This repo contains all the code that was used to build a knowledge graph from 2081 articles published by News24 on the topic of the Zondo Commission as described in the project report submitted to the University of London. As per agreement with Media24 (who owns the articles), a sample of 30 of the unlocked articles, i.e. those not behind the paywall, is supplied with the code in parquet format (see source_data/sample_text_30_unlocked.pq) which can be read using the Pandas library.

Acknowledgements

Where very specific ideas have been used that were found in blogs, stackoverflow, and other online resources, these are acknowledged inline with the relevant code. I also made use of Toqan.ai to get 'starter code' for various low-level functions along the way, which were then expanded upon or re-worked before being incorporated into the code base.
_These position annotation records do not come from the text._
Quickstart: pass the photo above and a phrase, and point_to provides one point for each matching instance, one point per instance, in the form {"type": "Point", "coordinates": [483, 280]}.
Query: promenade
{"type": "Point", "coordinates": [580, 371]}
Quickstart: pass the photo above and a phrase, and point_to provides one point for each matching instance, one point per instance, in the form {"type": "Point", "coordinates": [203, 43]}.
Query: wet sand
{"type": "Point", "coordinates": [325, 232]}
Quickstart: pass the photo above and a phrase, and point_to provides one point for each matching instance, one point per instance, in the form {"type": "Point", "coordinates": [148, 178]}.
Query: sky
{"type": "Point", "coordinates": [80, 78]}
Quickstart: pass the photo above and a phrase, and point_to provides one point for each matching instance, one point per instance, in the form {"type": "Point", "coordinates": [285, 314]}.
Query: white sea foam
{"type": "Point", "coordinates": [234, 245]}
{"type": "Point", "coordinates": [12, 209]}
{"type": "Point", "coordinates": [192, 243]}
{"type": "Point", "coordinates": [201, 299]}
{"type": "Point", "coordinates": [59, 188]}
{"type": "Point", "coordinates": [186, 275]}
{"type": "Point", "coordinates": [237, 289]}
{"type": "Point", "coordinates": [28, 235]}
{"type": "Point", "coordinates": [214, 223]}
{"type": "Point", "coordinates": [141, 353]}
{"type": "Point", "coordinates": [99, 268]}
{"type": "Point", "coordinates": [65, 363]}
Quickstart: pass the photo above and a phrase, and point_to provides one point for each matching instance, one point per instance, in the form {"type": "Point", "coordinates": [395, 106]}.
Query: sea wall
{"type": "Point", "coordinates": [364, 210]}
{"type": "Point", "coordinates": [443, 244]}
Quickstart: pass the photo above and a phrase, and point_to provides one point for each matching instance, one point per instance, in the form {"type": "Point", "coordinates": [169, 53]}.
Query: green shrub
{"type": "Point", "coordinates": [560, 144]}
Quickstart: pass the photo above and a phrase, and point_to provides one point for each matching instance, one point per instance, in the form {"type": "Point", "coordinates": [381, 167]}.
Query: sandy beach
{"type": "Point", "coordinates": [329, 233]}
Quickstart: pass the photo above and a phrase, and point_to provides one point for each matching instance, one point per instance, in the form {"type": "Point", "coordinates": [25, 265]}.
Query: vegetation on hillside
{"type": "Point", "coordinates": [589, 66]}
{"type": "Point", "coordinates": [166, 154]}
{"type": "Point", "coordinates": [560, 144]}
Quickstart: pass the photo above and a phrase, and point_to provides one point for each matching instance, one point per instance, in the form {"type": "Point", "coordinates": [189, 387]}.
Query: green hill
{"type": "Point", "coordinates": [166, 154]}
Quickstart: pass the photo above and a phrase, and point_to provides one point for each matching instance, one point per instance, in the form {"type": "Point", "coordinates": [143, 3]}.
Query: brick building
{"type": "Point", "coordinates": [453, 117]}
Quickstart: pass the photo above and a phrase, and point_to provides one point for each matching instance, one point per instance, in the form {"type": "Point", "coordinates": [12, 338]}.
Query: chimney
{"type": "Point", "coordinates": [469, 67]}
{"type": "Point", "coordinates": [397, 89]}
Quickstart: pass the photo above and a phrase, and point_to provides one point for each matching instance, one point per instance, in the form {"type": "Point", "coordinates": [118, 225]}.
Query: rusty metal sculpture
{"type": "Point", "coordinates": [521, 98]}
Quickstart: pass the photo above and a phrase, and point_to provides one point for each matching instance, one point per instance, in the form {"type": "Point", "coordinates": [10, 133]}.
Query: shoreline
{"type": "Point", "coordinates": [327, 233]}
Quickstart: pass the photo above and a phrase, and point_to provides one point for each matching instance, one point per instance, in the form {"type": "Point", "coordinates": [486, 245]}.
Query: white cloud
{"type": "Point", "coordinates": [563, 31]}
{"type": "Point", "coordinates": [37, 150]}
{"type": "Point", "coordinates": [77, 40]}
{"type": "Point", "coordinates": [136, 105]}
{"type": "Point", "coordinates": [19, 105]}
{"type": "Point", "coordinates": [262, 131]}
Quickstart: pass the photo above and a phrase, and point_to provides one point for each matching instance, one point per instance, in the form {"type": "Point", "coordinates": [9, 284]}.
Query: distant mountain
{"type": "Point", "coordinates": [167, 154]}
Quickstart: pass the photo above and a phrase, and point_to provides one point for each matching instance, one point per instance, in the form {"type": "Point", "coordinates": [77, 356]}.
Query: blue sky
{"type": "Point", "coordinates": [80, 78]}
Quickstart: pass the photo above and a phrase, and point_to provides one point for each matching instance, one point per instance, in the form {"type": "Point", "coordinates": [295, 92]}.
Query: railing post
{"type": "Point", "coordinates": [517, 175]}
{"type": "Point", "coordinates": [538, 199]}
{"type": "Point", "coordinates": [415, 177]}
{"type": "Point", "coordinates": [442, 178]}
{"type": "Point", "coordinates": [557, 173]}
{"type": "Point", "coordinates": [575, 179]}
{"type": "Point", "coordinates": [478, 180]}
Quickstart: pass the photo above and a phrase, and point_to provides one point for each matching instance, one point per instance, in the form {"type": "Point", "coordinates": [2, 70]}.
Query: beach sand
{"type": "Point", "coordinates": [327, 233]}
Acronyms in this readme.md

  • KG - knowledge graph
  • HITL dataset - human-in-the-loop dataset (sample of 30 annotated articles used for evaluation)
  • NER - named entity recognition
  • CR - coreference resolution
  • REX - relation extraction
  • EL - entity linking

kg_builder

This folder contains all the required dataclasses, functions and methods that were used to build and test the knowledge graph. What follows is an overview of the role of each one:

kg/kg_dataclasses.py

Includes data classes for structuring key elements:

Information extraction:

  • Article
    • NamedEntity
    • CrCluster (containing Mention)
    • Relation

Building the KG:

  • KGData used to create an instance of a KG
    • KGEntity
    • KGRelation

It also includes methods to export to Label Studio to facilitate creation of the HITL dataset.

kg/kg_processing.py

Includes all the functions required to build and/or extend a KG, article by article, from an Article class instance. The main algorithm is update_kg_from_article which calls the sub-algorithm process_entity which includes performing EL where possible (up to a maximum of 5 retries).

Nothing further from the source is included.